As shown in FIG. 5 , it can be seen that the titanium surface-treated with type I collagen or fibronectin after heat treatment promotes cell adhesion of NHGF and human osteosarcoma cell lines MG63 and HOS, and is preferably surface treated with type I collagen after heat treatment. It can be seen that one titanium further promotes cell adhesion.

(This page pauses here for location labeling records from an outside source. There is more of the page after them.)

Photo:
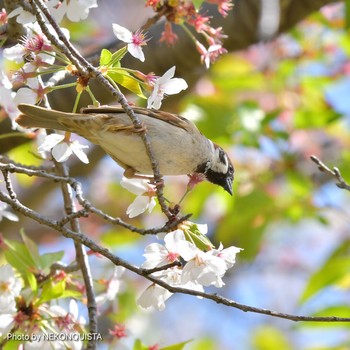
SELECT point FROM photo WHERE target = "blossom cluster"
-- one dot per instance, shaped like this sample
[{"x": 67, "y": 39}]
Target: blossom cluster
[
  {"x": 183, "y": 12},
  {"x": 37, "y": 57},
  {"x": 201, "y": 268}
]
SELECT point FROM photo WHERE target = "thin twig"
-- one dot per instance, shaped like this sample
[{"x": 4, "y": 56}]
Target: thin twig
[
  {"x": 81, "y": 256},
  {"x": 83, "y": 239},
  {"x": 89, "y": 71},
  {"x": 17, "y": 168},
  {"x": 335, "y": 173}
]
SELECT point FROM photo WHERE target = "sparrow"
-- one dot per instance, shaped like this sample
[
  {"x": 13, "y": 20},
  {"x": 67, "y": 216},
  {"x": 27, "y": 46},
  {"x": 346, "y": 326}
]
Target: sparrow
[{"x": 178, "y": 146}]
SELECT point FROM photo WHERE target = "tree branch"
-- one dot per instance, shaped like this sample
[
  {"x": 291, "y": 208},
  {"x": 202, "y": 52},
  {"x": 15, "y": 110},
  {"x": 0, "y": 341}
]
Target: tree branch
[
  {"x": 82, "y": 239},
  {"x": 89, "y": 71},
  {"x": 335, "y": 173},
  {"x": 87, "y": 205}
]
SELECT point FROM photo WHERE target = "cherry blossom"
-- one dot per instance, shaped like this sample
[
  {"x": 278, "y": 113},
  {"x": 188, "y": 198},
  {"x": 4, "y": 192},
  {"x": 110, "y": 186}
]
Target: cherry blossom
[
  {"x": 165, "y": 85},
  {"x": 158, "y": 255},
  {"x": 134, "y": 40},
  {"x": 211, "y": 54},
  {"x": 203, "y": 268},
  {"x": 145, "y": 196},
  {"x": 227, "y": 254},
  {"x": 6, "y": 98},
  {"x": 168, "y": 36},
  {"x": 62, "y": 149}
]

As described above, the implant surface treatment method of the present invention can further improve the surface hardness by treating the titanium or titanium alloy for implants with hydroxide apatite, and also the type of extracellular matrix protein to the titanium or titanium alloy surface I-coated implants, which are coated with collagen or fibronectin, promote the adhesion of osteoblasts to the bone-embedded area and promote the adhesion of fibroblasts to areas of the gingiva that can improve tissue healing. It can be usefully applied to implant abutments, implants that are in contact with the stagnation and gingival, and to one piece implants, which are integral to the implant fixture and abutments.

Claims (6)

Depositing titanium or titanium alloy for implant in an apatite hydroxide paste and drying (step 1); Heat-treating the titanium or titanium alloy for the implant (step 2); And The surface treatment method of the implant comprising the step of coating the surface by dipping the heat-treated implant titanium or titanium alloy in a type I collagen or fibronectin solution. The method of claim 1, wherein the concentration of the type I collagen solution of step 3 is 0.005 to 0.5% and the concentration of the fibronectin solution is 0.0001 to 0.5%. The method of claim 1, wherein the coating of step 3 is immersed in the type I collagen solution or fibronectin solution and maintained for 1 to 12 hours. The surface treatment method of an implant according to claim 1, wherein the heat treatment of step 2 is performed at 800 to 900 DEG C for 1 to 2 hours under an inert gas. The surface treatment method of an implant according to claim 1, wherein the inert gas is an argon gas or a nitrogen gas. The method of claim 1, wherein the method for treating the surface of the implant further comprises the step of washing after coating in step 3 and culturing by adding bovine serum albumin after washing.